Her online platform Nerth dy Ben www.nerthdyben.cymru includes contributions from different local personalities who talk about what they do to keep their mental strength strong.
A common thread running through all the video diaries is laughter, which inspired Alaw to open up the discussion on the power of humour to help us through hard times as well as good.
She said: “That was the seed which inspired me to launch Strength in Comedy, our first live event. We chose Denbigh Town Hall because it’s such a lovely venue and central for those well known names who’ve been entertaining us with stage, radio and screen performances over so many years.
“It’ll have a very loose, spontaneous format with the audience being able to take part in question and answer sessions too.”
She laughed: “Who knows in which directions the conversation will go?

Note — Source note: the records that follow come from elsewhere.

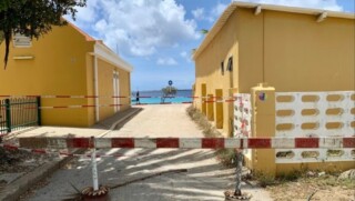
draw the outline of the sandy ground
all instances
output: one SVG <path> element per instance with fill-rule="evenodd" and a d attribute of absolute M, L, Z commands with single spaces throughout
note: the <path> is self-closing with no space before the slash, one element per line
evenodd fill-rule
<path fill-rule="evenodd" d="M 187 105 L 144 105 L 138 115 L 119 130 L 105 137 L 184 137 L 202 138 L 202 131 L 185 114 Z M 68 131 L 69 132 L 69 131 Z M 99 154 L 123 157 L 99 158 L 100 183 L 114 185 L 144 178 L 166 170 L 186 169 L 186 172 L 169 173 L 125 187 L 112 189 L 111 200 L 224 200 L 223 192 L 233 189 L 234 170 L 222 167 L 212 150 L 184 149 L 110 149 Z M 34 191 L 30 201 L 61 200 L 78 189 L 91 185 L 89 158 L 78 158 L 57 171 L 48 185 Z M 245 183 L 242 187 L 253 194 L 252 200 L 272 200 L 270 194 Z"/>

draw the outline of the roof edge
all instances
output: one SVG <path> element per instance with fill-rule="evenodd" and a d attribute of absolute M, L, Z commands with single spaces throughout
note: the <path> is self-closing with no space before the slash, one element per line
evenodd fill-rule
<path fill-rule="evenodd" d="M 322 9 L 234 1 L 230 3 L 230 6 L 223 11 L 220 18 L 215 21 L 212 29 L 209 31 L 204 40 L 201 42 L 200 47 L 193 53 L 192 56 L 193 60 L 195 60 L 202 53 L 202 51 L 209 46 L 209 43 L 213 40 L 213 38 L 220 32 L 220 30 L 224 27 L 224 24 L 226 23 L 226 21 L 229 20 L 229 18 L 237 7 L 248 8 L 248 9 L 261 7 L 262 10 L 310 14 L 314 17 L 317 17 L 326 12 L 327 18 L 344 18 L 344 19 L 353 19 L 353 20 L 355 19 L 355 13 L 352 13 L 352 12 L 339 12 L 339 11 L 331 11 L 331 10 L 322 10 Z"/>

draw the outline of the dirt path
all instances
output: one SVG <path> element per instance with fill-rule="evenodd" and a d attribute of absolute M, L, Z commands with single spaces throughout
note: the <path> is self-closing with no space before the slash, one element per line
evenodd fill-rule
<path fill-rule="evenodd" d="M 185 137 L 202 138 L 202 131 L 185 114 L 187 105 L 146 105 L 143 111 L 120 130 L 105 137 Z M 224 200 L 223 192 L 234 184 L 234 170 L 223 168 L 212 150 L 185 149 L 110 149 L 99 154 L 122 154 L 120 158 L 98 160 L 100 183 L 115 185 L 154 173 L 186 169 L 186 172 L 169 173 L 113 189 L 111 200 Z M 29 199 L 61 200 L 78 189 L 91 185 L 89 158 L 73 160 L 49 179 L 49 184 L 36 191 Z M 243 185 L 253 193 L 253 200 L 271 200 L 267 192 Z"/>

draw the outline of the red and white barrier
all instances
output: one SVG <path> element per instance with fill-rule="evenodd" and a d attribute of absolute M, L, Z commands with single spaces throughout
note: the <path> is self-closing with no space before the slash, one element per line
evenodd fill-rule
<path fill-rule="evenodd" d="M 179 148 L 179 149 L 342 149 L 355 148 L 348 138 L 20 138 L 23 148 Z"/>
<path fill-rule="evenodd" d="M 42 98 L 42 99 L 95 99 L 95 98 L 113 98 L 113 99 L 132 99 L 132 98 L 140 98 L 140 99 L 152 99 L 152 98 L 165 98 L 165 99 L 174 99 L 174 98 L 187 98 L 187 99 L 200 99 L 200 98 L 207 98 L 207 97 L 151 97 L 151 96 L 36 96 L 36 94 L 27 94 L 27 96 L 8 96 L 8 94 L 0 94 L 0 98 Z"/>

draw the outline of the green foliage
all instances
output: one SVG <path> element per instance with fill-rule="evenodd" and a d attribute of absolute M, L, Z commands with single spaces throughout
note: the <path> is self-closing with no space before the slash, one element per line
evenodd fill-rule
<path fill-rule="evenodd" d="M 77 7 L 84 7 L 85 3 L 87 0 L 1 0 L 0 31 L 6 41 L 4 67 L 13 33 L 39 39 L 51 31 L 52 26 L 67 24 L 62 16 L 70 14 L 75 19 Z"/>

I don’t think there’s ever been an event quite like it before.”
Welsh language presenter Dilwyn Pierce has hosted his own show on S4C and Eryl Davies is a local stage and pantomime favourite. Both are eager to support the event which is to be sponsored by Britain’s leading trailer manufacturers Ifor Williams Trailers, of Corwen and Deeside.
Old friends Dilwyn and Eryl each nurtured their comedy skills as members of the Young Farmers Club taking part in local shows in their teens before going on to become popular entertainers in their own right.
Married dad of two Dilwyn, of Llannefydd, said: “There’s a rich seam of comedy running through the farming community. Farming can be such a hard life, physically tough and also with the financial pressures so many modern farmers face. Emotions are raw too, especially in lambing season here in the Welsh hills. It’s heart-breaking when new-born lambs don’t survive. But at the same time farmers have a unique sense of humour. Anyone who has been in the Ruthin livestock market canteen will tell you that. The amount of banter and laughter there is something to behold.”
Both he and Eryl discovered their talent for entertaining after taking part in Young Farmers Club traditional pantomimes and comedy shows.
Eryl, who is married with three children, and lives in Cefn Meiriadog, added: “In many situations laughter really is the only medicine. As the old saying goes in dark times it can be a case of if you don’t laugh you would cry. We’ll be talking about why that is and how comedy can lighten the mood and uplift the spirits even in the most difficult situations. It can be an ice breaker and a key to get people to open up when they might otherwise keep their emotions locked inside.”
Lois Wynne, from Ifor Williams trailers, said the company is delighted to be one of the main sponsors for the April 6 show.
She said: “Most of our customers are from rural communities and we live and work alongside them so we know the value of humour in good times and bad. It will be an interesting show and one which I’m sure will inspire many laughs from the audience and those on stage.”